When he returned he informed me that it wasn't possible to fix it. He showed me a cabinet in the wall down the corridor and a bunch of cables in it that he pulled out and drew a diagram on some paper to explain that all this section of the corridor and apartments were fine but the part I lived in was not.
Conversation between me and him was difficult because his English was as bad as my Spanish and we were both struggling to explain what we wanted to say. I got him to understand that I needed a connection for work and asked when it could at least be put back on but working badly.
It was Friday then and he said Monday at the earliest. I knew I was going to be way behind if that was the case and was feeling stressed and sad.
Then a second engineer who had been doing something on the floor above called down to him and after a conversation between the two they said the good news was they would be able to get it back on for me by the evening.
I went back to my apartment to wait it out. I was so depressed about how the day had turned out I got out my guitar and tuned it so I could play slide and ended up writing a blues song about the horrible experience.
Then, at last, there was a ring on the doorbell around 8pm and it was the two engineers plus a supervisor. They said it should all be back on but they had to do a few checks and see it was all working again.
They came in and did their checks and the boss wanted to see if my Internet Broadband was now on again. It wasn't. He messed around with the modem box and the leads for the phone and the PC. He went on the PC and tapped around on my keyboard and finally announced that the problem was the modem.
He tried something else and then said it was the phone that was faulty. He said I needed a new one. They all got up to go and I thought they were getting a new phone for me.
A few minutes later the first engineer came back not with a new phone but to tell me they could not supply one but I would have to get one myself. I was feeling really fed up with it all but went back to see what, if anything, I could do. Amazingly the phone and Internet connection were back on and stayed like that the next day.
I concluded that if three trained men, including a supervisor, were unable to decide for sure what the problem was - it had been diagnosed as old wiring, a modem and a faulty phone but now it was all on again that I would make do with what I had.
Sadly the problems were soon to start again some days after. But what is really weird about all this is that I have had weeks when all has worked fine and then the trouble starts again. It is all very random and can strike at any time.
Anyway, my current problems with it have got so bad that now the whole phone can go dead and of course the Internet is then unusable. It was off all last night from the point of view of being usable for anything but is back on again at present, which is how I am able to do this.

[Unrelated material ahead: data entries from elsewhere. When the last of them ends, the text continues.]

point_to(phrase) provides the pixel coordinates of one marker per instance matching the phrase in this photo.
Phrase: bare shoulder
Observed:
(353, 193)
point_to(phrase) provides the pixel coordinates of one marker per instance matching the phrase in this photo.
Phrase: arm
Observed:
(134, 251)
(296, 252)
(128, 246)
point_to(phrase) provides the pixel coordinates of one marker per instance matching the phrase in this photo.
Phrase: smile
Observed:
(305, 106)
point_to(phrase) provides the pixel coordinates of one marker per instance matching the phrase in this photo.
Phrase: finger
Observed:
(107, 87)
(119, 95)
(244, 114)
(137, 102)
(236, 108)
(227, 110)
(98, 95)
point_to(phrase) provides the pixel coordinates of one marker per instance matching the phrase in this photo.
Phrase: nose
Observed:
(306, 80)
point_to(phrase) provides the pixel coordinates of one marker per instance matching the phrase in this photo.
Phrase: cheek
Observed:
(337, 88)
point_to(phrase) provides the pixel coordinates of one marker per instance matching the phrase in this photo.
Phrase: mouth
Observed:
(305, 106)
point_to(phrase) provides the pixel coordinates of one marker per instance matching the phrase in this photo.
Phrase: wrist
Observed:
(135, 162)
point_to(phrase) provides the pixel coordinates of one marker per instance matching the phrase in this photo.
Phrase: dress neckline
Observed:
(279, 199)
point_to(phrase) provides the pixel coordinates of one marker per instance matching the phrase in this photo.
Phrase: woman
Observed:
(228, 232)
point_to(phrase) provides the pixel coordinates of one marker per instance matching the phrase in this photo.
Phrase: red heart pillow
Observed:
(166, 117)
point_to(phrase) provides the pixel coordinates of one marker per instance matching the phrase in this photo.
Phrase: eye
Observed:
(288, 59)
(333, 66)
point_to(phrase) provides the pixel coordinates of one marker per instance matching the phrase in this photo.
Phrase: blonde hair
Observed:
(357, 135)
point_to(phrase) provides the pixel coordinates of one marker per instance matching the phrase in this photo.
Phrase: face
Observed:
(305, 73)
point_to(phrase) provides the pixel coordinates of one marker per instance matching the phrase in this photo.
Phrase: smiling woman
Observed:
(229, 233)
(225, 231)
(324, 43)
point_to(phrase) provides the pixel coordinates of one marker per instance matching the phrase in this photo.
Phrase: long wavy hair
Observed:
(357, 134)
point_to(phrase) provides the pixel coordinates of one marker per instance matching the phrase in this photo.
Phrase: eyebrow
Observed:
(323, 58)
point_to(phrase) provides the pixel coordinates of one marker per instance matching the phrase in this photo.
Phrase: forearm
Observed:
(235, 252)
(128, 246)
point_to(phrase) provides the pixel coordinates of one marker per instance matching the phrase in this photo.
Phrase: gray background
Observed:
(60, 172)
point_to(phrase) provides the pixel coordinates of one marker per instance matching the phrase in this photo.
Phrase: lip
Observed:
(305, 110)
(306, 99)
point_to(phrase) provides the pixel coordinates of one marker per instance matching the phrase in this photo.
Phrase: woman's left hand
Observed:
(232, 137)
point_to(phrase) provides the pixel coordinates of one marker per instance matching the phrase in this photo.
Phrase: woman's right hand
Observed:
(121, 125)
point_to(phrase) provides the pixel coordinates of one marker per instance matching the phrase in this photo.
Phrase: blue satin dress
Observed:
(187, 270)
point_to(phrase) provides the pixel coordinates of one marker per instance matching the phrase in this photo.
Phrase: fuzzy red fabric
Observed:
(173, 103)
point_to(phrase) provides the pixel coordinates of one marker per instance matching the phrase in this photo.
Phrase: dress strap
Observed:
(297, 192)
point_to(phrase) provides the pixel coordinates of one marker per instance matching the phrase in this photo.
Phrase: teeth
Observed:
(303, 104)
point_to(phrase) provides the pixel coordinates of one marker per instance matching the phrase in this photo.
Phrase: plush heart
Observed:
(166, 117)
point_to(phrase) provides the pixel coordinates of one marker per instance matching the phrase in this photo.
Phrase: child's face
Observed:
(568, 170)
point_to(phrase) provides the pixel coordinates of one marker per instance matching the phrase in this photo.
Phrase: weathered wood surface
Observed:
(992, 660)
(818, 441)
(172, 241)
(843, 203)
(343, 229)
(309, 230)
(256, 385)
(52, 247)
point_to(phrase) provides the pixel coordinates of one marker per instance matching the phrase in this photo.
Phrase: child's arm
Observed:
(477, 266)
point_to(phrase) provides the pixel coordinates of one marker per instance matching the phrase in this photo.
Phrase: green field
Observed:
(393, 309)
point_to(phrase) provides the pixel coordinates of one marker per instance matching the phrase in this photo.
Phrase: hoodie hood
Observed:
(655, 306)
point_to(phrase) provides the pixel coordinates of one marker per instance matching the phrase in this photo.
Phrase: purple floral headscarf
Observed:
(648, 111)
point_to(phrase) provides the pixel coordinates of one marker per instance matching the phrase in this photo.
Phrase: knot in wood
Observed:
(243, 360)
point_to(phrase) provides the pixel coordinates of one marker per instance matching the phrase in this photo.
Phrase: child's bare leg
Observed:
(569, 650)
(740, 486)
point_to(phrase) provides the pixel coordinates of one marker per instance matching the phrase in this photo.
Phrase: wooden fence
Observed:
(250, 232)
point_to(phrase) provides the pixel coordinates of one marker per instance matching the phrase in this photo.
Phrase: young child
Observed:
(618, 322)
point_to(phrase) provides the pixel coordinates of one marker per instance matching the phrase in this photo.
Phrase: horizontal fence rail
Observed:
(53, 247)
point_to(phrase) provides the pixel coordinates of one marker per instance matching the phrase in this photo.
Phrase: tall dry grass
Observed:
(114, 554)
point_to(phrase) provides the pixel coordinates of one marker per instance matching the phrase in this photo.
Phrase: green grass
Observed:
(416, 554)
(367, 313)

Author and journalist CJ Stone knows well that I am a technophobe and horrible experiences like this make me that way. Both CJ and I have a friend called Willow who takes the phone thing even further and has been known to refuse to speak on them.
Mr Angry - Michelangelo (Steve Wright in the Afternoon)
Steve Wright in the afternoon
BBC radio presenter
It takes a lot to get me really annoyed but over the last couple of days I have been fuming at times when the Internet and phone has gone dead. I am reminded of a radio show I used to enjoy by BBC Radio 1 and Radio 2 DJ Steve Wright. Steve's show, which was and is called Steve Wright in the Afternoon featured a character called Mr Angry.
Mr Angry would say in a very irate sounding voice: "It makes me so angry, so angry I could throw the phone down!" The way I have been feeling I could happily throw mine out!